Le prime staffette sono partite nelle scorse ore, altre ne seguiranno tra oggi e domani. In 48 ore anche gli ultimi turisti cinesi presenti in Italia saranno rimpatriati, così come nella giornata di ieri sono rientrati in Italia i circa 60 nostri connazionali che si trovavano nella zona di Wuhan, epicentro della propagazione del coronavirus.
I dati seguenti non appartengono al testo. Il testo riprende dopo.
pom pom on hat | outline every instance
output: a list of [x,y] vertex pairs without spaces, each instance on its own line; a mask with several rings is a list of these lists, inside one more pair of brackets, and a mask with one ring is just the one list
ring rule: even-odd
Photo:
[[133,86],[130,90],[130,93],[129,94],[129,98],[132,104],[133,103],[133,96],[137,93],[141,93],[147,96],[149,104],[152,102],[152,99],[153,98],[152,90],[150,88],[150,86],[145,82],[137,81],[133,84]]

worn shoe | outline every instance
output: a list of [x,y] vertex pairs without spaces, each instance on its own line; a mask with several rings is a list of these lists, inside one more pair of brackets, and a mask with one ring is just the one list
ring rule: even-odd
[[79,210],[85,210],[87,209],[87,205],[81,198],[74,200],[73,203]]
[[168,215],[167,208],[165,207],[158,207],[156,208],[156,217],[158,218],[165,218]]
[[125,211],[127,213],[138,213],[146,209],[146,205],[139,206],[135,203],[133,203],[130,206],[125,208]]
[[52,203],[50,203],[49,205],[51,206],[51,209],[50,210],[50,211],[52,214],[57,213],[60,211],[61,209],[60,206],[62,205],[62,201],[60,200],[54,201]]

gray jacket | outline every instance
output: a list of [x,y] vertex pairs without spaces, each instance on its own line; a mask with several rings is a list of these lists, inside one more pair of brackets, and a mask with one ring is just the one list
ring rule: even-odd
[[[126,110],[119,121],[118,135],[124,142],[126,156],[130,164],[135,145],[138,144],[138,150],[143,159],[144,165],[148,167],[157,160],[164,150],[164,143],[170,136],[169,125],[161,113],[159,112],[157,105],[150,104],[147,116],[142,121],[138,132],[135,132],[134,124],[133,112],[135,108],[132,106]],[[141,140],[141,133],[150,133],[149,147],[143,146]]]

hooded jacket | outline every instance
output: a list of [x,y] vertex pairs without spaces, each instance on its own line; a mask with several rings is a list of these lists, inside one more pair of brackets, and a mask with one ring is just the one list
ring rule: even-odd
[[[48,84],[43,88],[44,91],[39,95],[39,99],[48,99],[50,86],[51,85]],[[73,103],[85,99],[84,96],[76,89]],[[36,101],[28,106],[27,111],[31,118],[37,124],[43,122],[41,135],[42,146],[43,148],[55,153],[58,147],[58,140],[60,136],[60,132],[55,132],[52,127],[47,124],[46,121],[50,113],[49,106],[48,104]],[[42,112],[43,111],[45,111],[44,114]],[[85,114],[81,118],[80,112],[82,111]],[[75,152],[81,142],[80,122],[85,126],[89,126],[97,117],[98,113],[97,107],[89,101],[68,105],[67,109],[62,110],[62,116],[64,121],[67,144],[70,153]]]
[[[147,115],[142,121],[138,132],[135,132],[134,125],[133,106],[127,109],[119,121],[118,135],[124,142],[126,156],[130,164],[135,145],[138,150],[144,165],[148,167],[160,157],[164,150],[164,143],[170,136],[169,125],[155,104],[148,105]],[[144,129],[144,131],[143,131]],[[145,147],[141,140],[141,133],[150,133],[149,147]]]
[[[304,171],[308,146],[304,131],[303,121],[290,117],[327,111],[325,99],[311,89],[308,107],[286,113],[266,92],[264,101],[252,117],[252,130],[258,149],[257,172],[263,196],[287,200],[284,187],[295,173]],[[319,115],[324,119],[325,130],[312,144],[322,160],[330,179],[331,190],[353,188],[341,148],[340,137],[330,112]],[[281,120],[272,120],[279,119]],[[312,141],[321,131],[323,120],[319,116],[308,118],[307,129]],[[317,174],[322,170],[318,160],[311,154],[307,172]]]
Alex Ye e uno dei suoi temaki con riso rosso, salmone e alga bianca
Via i turisti cinesi (e chissà i prossimi quando li rivedremo), in Italia restano migliaia di cittadini asiatici che ancora in questi giorni stanno facendo i conti con la
psicosi da contagio che, nonostante le rassicurazioni delle autorità sanitarie, continua ad
allontanare i clienti italiani da locali e ristoranti etnici. Eppure di manifestazioni di sostegno, in questi giorni, non ne sono mancate, dal pranzo in via Paolo Sarpi, cuore della Chinatown milanese, alle iniziative singole o collettive di amministrazioni comunali e politici, che si sono fatti riprendere mentre mangiavano specialità cinesi.
La sala del ristorante Hong Kong di Lodi
A Lodi,
Alex Ye, giovane imprenditore cinese neppure quarantenne, è titolare di due ristoranti di stampo giapponese tra i più frequentati della zona: «Il calo si sente sicuramente - dice - e credo che sia così anche per tutti i miei connazionali. Il problema è la disinformazione: la gente sta cominciando a informarsi bene soltanto adesso. In realtà, per quanto ci riguarda, il problema non sussiste: nessuno di noi ha parenti o amici appena tornati dalla Cina e, come tutti, anche noi siamo esposti al rischio». Timori infondati, quelli di contagio - ormai lo ripetiamo da tempo - ma che vengono alimentati ancora attraverso una quantità impressionante di fake news diffuse sul web. Un fenomeno preoccupante, che nelle scorse ora ha spinto le autorità sanitarie internazionali a parlare di “infodemia”.
Tra i miti da sfatare c’è anche quello del cibo: i prodotti utilizzati dai ristoranti etnici, soprattutto quelli freschi, non provengono dalla Cina: «Il salmone - spiega ancora Alex Ye - arriva dalla Norvegia, il branzino dalla Grecia e il tonno è del Mediterraneo, mentre il riso è coltivato in Italia o nel resto dell’Unione Europea. Nessun pericolo di contagio, dunque, anche per quel che riguarda il cibo».
Ma come si sente un giovane cinese che vive in Italia e che sta ascoltando in questi giorni cosa accade nel suo Paese? «A me dispiace tantissimo di questa cosa. Sinceramente spero che i miei connazionali a Pechino la gestiscano un po’ meglio e spero che finisca il più presto possibile».